¿Por qué Jesús exclamó en la cruz: «Dios mío, Dios mío, ¿por qué me has desamparado?». ¿No era acaso Jesús el Hijo de Dios? ¿Por qué su Padre le abandona allí? ¿Cuál es el misterio que encierran estas patéticas palabras?
El Señor Jesús es, sin duda, el ser más perfecto que ha pisado la tierra. Nunca hizo maldad ni hubo engaño en su boca. Por eso mismo, Él dijo que el Padre nunca le dejaba solo, porque Él hacía siempre lo que le agradaba.

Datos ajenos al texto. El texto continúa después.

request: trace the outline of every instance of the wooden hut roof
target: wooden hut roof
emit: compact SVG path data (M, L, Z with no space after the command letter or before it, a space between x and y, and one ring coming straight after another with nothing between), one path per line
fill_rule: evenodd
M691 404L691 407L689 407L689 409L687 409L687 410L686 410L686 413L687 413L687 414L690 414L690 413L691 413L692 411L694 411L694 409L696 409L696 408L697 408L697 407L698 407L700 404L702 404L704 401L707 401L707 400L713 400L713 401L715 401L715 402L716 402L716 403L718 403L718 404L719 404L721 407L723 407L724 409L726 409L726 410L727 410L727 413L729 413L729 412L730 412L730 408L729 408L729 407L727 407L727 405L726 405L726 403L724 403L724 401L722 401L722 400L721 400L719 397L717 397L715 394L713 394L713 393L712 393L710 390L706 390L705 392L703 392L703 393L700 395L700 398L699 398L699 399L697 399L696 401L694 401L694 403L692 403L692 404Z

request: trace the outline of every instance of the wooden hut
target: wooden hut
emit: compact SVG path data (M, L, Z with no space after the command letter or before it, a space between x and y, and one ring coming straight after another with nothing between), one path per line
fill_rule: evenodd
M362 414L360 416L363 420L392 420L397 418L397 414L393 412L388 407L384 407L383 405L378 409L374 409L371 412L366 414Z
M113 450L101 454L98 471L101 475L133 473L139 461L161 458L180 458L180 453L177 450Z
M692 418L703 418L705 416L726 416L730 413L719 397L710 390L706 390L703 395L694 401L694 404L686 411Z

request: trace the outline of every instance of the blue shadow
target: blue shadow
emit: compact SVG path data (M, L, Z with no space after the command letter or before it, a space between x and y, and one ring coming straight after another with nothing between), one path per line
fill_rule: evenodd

¿Cómo podría haber sido de otra forma? Su carácter dócil y reverente ante el Padre, ¿no era perfecto? Su sometimiento constante a la voluntad de Dios le permitía disfrutar de su agradable comunión siempre. La mano del Padre le tocaba para alentarle y defenderle en todo momento. ¡Qué intimidad más plena disfrutaba con su Padre!
Sin embargo, usted sabe que cuando el Señor Jesús estaba en la cruz, clamó a gran voz diciendo: «Dios mío, Dios mío, ¿por qué me has desamparado?». ¡Qué extraña expresión fue ésta en sus labios! ¡Y, aún más, parece contradictoria con lo que venimos diciendo. ¿Cómo podía el Padre desampararle, si lo único que puede separar a un hombre de Dios es el pecado, y el Señor Jesús no conoció pecado? Es este un grito desgarrador, una expresión incontenible que surge de las entrañas del Moribundo. Era el día del desamparo y de la angustia.
Para nosotros, los hijos de Dios, es casi normal perder la comunión con nuestro Padre por causa del pecado, pero para Él no. Él nunca estuvo lejos, nunca se descarrió, jamás dio motivos para ser dejado solo, por eso esas palabras de la cruz resultan extrañas, casi absurdas. Sin embargo, ellas tienen una explicación, como todo lo que hace Dios.
¿Qué pasó, entonces, con aquella unión anterior tan férrea entre Padre e Hijo? Por favor, les ruego que no busquen la causa en Dios, como si hubiese traicionado al Hijo, dejándole solo en la hora más difícil. No busquen, tampoco, la explicación en el Hijo, como si hubiese dejado de agradar al Padre.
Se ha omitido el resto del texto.